That’s by design. It’s because U.S. media outlets love to dramatize and endlessly highlight Western victims of violence, while rendering almost completely invisible the victims of their own side’s violence.
Perhaps you think there are good — or at least understandable — reasons to explain this discrepancy in coverage. Maybe you believe humans naturally pay more attention to, and empathize more with, the suffering of those they regard as more similar to them. Or you may want to argue that victims in cities commonly visited by American elites (Paris, Brussels, London, Madrid) are somehow more newsworthy than those in places rarely visited (Mastaba, in Yemen’s northern province of Hajjah). Or perhaps you’re sympathetic to the claim that it’s easier for CNN or NBC News to send on-air correspondents to glittery Western European capitals than to Waziristan or Kunduz. Undoubtedly, many believe that the West’s violence is morally superior because it only kills civilians by accident and not on purpose.

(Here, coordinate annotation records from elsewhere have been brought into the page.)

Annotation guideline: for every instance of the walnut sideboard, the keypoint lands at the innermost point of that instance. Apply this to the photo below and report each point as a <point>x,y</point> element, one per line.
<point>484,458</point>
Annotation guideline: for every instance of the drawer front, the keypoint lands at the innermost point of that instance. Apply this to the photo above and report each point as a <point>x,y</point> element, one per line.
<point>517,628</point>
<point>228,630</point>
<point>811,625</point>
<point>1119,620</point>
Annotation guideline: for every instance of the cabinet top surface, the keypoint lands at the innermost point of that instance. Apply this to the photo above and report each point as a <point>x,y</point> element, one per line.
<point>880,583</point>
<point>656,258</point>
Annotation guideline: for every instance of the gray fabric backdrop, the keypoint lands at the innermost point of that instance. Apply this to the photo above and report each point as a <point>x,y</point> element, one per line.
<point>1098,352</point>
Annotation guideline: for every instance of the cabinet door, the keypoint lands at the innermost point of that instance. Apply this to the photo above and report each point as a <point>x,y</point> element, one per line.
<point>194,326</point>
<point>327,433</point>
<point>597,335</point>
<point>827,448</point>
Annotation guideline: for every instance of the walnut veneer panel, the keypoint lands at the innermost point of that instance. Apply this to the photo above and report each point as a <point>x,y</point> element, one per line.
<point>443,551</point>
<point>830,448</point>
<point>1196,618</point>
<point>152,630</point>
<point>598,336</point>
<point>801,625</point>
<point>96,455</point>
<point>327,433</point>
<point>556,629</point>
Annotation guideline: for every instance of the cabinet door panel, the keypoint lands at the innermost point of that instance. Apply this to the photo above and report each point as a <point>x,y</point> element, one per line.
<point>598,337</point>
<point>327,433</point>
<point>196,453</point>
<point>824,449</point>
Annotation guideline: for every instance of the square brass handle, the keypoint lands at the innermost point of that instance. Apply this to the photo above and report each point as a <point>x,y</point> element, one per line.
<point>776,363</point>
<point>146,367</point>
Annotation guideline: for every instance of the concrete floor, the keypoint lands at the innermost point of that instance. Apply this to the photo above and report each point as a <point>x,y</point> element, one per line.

But regardless of the rationale for this media discrepancy, the distortive impact is the same: By endlessly focusing on and dramatizing Western victims of violence while ignoring the victims of the West’s own violence, the impression is continually bolstered that only They, but not We, engage in violence that kills innocent people. We are always the victims and never the perpetrators (and thus Good and Blameless); They are only the perpetrators and never the victims (and thus Villainous and Culpable).